Abstract

Multimodal Large Language Models (MLLMs) have shown significant potential in medical image analysis. However, their capabilities in interpreting fundus images, a critical skill for ophthalmology, remain under-evaluated. Existing benchmarks lack fine-grained task divisions and fail to provide modular analysis of its two key modules, i.e., large language model (LLM) and vision encoder (VE). This paper introduces FunBench, a novel visual question answering (VQA) benchmark designed to comprehensively evaluate MLLMs’ fundus reading skills. FunBench features a hierarchical task organization across four levels (modality perception, anatomy perception, lesion analysis, and disease diagnosis). It also offers three targeted evaluation modes: linear-probe based VE evaluation, knowledge-prompted LLM evaluation, and holistic evaluation. Experiments on nine open-source MLLMs plus GPT-4o reveal significant deficiencies in fundus reading skills, particularly in basic tasks such as laterality recognition. The results highlight the limitations of current MLLMs and emphasize the need for domain-specific training and improved LLMs and VEs.
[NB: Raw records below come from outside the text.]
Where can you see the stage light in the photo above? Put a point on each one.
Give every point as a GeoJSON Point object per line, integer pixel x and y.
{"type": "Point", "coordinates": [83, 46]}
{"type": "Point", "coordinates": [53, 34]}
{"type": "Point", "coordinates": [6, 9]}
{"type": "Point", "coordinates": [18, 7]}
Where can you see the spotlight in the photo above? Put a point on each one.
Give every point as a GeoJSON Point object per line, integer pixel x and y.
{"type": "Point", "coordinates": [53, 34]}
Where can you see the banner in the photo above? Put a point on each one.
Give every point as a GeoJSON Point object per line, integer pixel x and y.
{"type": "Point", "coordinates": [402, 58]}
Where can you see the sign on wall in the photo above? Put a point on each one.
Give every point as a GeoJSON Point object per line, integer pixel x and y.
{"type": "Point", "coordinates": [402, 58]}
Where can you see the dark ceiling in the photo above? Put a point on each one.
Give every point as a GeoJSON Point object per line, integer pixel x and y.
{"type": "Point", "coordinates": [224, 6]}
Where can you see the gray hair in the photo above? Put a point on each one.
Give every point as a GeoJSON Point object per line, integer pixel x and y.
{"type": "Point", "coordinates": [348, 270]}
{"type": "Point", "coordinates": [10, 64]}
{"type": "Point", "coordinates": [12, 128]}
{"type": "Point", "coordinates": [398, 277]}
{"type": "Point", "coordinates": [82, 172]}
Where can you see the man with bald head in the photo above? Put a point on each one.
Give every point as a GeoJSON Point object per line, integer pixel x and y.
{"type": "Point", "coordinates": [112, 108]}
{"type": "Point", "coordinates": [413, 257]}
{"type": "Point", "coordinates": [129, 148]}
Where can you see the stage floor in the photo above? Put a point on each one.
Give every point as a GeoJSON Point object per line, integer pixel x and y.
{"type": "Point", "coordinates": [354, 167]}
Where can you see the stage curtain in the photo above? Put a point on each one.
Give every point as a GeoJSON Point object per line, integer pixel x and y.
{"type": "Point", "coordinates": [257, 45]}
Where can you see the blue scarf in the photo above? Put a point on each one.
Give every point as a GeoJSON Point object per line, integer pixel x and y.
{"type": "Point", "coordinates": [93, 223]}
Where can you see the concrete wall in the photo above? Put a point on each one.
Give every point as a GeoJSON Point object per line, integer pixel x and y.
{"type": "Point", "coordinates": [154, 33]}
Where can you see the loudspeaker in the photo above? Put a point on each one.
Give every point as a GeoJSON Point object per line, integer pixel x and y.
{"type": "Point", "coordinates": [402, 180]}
Links to Paper and Supplementary Materials

Main Paper (Open Access Version): https://papers.miccai.org/miccai-2025/paper/2156_paper.pdf

SharedIt Link: Not yet available

SpringerLink (DOI): Not yet available

Supplementary Material: Not Submitted

Link to the Code Repository

https://github.com/ruc-aimc-lab/FunBench

Link to the Dataset(s)

https://github.com/ruc-aimc-lab/FunBench

BibTex

@InProceedings{WeiQij_FunBench_MICCAI2025,
        author = { Wei, Qijie and Qian, Kaiheng and Li, Xirong},
        title = { { FunBench: Benchmarking Fundus Reading Skills of MLLMs } },
        booktitle = {proceedings of Medical Image Computing and Computer Assisted Intervention -- MICCAI 2025},
        year = {2025},
        publisher = {Springer Nature Switzerland},
        volume = {LNCS 15965},
        month = {September},
        page = {283 -- 293}
}


Reviews

Review #1

  • Please describe the contribution of the paper

    This paper proposes a fundus benchmark for MLLMs, consisting of hierarchical tasks and targeted evaluation modes. It evaluates various vision encoders and LLMs, finding that MLLMs heavily rely on their internal LLMs for fundus reading tasks.

  • Please list the major strengths of the paper: you should highlight a novel formulation, an original way to use data, demonstration of clinical feasibility, a novel application, a particularly strong evaluation, or anything else that is a strong aspect of this work. Please provide details, for instance, if a method is novel, explain what aspect is novel and why this is interesting.
    • Benchmark: Creating a fundus benchmark is clinically significant and essential for fairly evaluating existing MLLMs. The tasks included in this benchmark are detailed and diverse.
    • Experiments: The evaluation encompasses the latest general and medical MLLMs. The three modes of MLLM evaluation are both novel and comprehensive.
  • Please list the major weaknesses of the paper. Please provide details: for instance, if you state that a formulation, way of using data, demonstration of clinical feasibility, or application is not novel, then you must provide specific references to prior work.
    1. Benchmark: The benchmark is not comprehensive and lacks some important tasks and commonly used datasets:
      • Tasks: This benchmark includes tasks across four levels (modality, anatomy, lesion, disease). However, image quality assessment is a crucial step in the screening process. Public datasets like DDR and DeepDRiD also provide image quality annotations. This task should be included in the benchmark.
      • Datasets: The benchmark is missing several commonly used datasets. For example, it lacks some CFP datasets (EyePACS (the largest DR dataset), Messidor, APTOS, FGADR, and MMAC (myopic maculopathy)), OCT datasets (DRAC), and UWF datasets (UWF4DR).
    2. MLLM Evaluation: The evaluated MLLMs focus solely on general and medical domains, neglecting the ophthalmology domain, which includes models such as EyeGPT and RetFound. While I understand that some of these models may not be open-sourced or may be vision-only, discussions of these related works should be incorporated.
  • Please rate the clarity and organization of this paper

    Good

  • Please comment on the reproducibility of the paper. Please be aware that providing code and data is a plus, but not a requirement for acceptance.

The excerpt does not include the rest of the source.